In an interview with News 8 Tuesday afternoon, 2nd Ward Commissioner Milinda Ysasi also pointed out the benefit of faster officer response times and added the technology can keep the community safe.
“There are situations where it would be beneficial and (it seems) to me would actually reduce the harm to community and also reduce the harm to our staff, to our officers,” she said.
In multiple public hearings over the last few months, members of the community spoke out against the proposal over privacy concerns. Ysasi said the city’s Office of Oversight and Public Accountability, created in August 2019 to serve as a liaison between law enforcement in the community, will learn about each of the drone’s flight paths and share those with city leaders. The office will also investigate any complaints from the community.

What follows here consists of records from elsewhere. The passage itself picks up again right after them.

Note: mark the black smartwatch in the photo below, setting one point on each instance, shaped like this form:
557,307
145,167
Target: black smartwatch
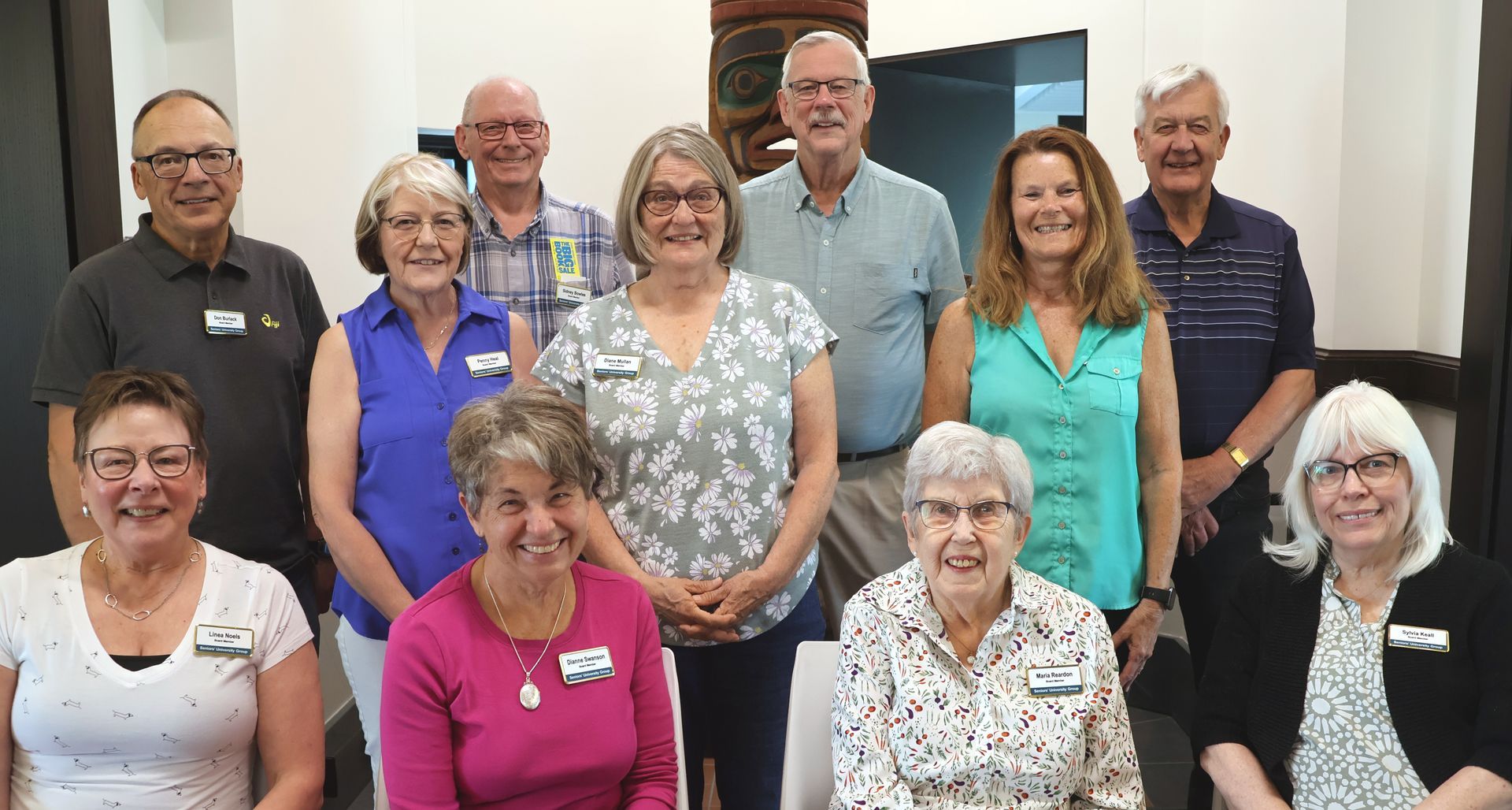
1165,597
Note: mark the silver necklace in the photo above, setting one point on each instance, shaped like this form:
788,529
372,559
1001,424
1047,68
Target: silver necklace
529,694
141,615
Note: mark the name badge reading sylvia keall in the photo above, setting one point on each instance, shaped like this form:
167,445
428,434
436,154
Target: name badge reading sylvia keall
224,321
223,641
586,665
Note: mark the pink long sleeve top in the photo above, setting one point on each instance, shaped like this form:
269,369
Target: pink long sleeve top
457,736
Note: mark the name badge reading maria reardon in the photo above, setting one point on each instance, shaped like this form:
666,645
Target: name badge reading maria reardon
223,641
489,364
1056,680
1418,637
586,665
617,366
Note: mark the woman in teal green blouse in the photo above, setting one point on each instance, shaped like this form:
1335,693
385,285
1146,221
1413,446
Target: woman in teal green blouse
1062,346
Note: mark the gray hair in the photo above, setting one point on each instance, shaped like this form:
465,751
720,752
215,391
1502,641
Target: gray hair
820,38
1169,80
524,423
961,451
424,174
1367,418
680,141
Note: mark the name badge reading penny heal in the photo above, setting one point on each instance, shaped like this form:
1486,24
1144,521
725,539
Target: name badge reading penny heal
224,321
1418,637
586,665
489,364
1056,680
223,641
617,366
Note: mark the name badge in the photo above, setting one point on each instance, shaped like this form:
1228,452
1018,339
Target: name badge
572,294
487,364
224,321
1056,680
223,641
565,258
1418,637
617,366
586,665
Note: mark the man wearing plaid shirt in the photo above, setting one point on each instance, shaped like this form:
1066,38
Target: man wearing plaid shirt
536,253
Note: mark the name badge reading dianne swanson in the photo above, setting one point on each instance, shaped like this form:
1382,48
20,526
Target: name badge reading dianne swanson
489,364
224,321
1056,680
1418,637
617,366
223,641
586,665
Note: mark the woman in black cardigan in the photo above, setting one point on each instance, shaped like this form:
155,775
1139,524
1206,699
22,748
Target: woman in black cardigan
1367,663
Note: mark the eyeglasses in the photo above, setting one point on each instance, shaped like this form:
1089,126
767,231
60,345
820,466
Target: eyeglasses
839,88
1372,470
493,131
174,164
117,463
986,515
445,226
700,200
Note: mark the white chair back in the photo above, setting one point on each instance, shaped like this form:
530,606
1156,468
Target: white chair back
808,770
670,668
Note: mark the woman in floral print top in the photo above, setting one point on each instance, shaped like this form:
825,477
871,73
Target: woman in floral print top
966,680
711,406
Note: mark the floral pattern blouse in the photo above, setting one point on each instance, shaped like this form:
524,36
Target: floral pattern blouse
917,727
699,463
1347,752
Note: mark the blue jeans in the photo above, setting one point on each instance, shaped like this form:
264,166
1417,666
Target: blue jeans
736,709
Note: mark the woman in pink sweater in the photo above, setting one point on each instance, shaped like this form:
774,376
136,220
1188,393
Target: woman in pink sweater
527,678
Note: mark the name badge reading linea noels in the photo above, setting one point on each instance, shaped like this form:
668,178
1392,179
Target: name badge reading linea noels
489,364
224,321
1056,680
617,366
1418,637
586,665
223,641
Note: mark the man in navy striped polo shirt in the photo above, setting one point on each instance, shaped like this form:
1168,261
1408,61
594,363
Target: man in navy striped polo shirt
1240,333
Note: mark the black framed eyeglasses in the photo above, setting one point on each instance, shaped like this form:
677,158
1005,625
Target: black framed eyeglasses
495,131
700,200
169,165
117,463
1372,470
839,88
986,515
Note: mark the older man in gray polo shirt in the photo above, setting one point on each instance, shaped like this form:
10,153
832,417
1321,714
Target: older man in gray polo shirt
877,255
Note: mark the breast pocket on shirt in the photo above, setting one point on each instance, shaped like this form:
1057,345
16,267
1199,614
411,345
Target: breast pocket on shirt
1114,385
386,412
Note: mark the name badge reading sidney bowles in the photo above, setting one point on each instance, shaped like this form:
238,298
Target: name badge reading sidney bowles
586,665
224,321
1056,680
489,364
223,641
617,366
1418,637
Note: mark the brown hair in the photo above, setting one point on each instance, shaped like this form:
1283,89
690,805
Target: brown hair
1106,282
132,386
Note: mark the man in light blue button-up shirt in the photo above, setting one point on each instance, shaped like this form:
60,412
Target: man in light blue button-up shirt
877,256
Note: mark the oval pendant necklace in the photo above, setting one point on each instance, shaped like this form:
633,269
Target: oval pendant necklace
529,694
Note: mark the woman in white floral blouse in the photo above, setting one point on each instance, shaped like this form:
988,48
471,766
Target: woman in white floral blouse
711,405
964,678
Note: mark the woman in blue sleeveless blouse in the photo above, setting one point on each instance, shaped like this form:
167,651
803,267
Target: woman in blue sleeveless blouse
384,386
1062,346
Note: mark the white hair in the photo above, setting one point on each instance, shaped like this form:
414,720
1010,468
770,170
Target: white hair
1169,80
961,451
1370,420
818,38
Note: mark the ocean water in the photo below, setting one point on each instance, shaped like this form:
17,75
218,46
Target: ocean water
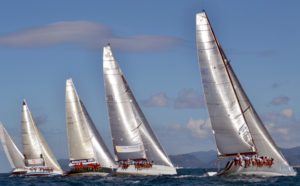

“It will be monitored,” Ysasi said.
Smaller police agencies in West Michigan, like Wyoming and Kentwood police, are already using drones.
“I got phone calls from some towns I had never heard of in the Upper Peninsula with single-digit officers that use drones and have for some time,” Winstrom said.
“We are a city that is growing,” Ysasi said. “I don’t think we do something because other cities are doing it, but there is precedent for the investments a city our size makes.”
Ysasi also said the drones could be useful in any active shooter situation, someone experiencing a mental health crisis and even water rescues.
The drones will not have artificial intelligence or facial recognition technology. Carlton T. Mayers II, the special advisor for public safety for the Greater Grand Rapids NAACP, which helped write the city’s drone policy, said that’s important because facial recognition technology has been shown to disproportionately misidentify communities of color.
“A couple of weeks ago, there was an African American woman who was wrongfully arrested by the use of facial recognition technology by the Detroit Police Department,” Mayers said. “There is a high likelihood for adverse disproportionate impact on Black people, on Latinos, etc.”
Mayers said preventing those outcomes starts with preventing the use of the technology, as GRPD’s drone policy will do.
“Having those guardrails in place is better than not having them in place,” Mayers said. “My position is thank goodness in place we made those changes when we did.”
Mayers said he understands the police department’s reasons for using drones now, like staffing shortages. But he worries the technology will be unnecessary in the future and wants the city to make the policy temporary.
“That’s all I’m worried about,” Mayers said. “Once that happens and they’re able to staff and engage in the community the way they envisioned initially, do you still need these drones? I think there needs to be a plan put in place to essentially discontinue the use of surveillance technologies. There needs to be an expiration date.”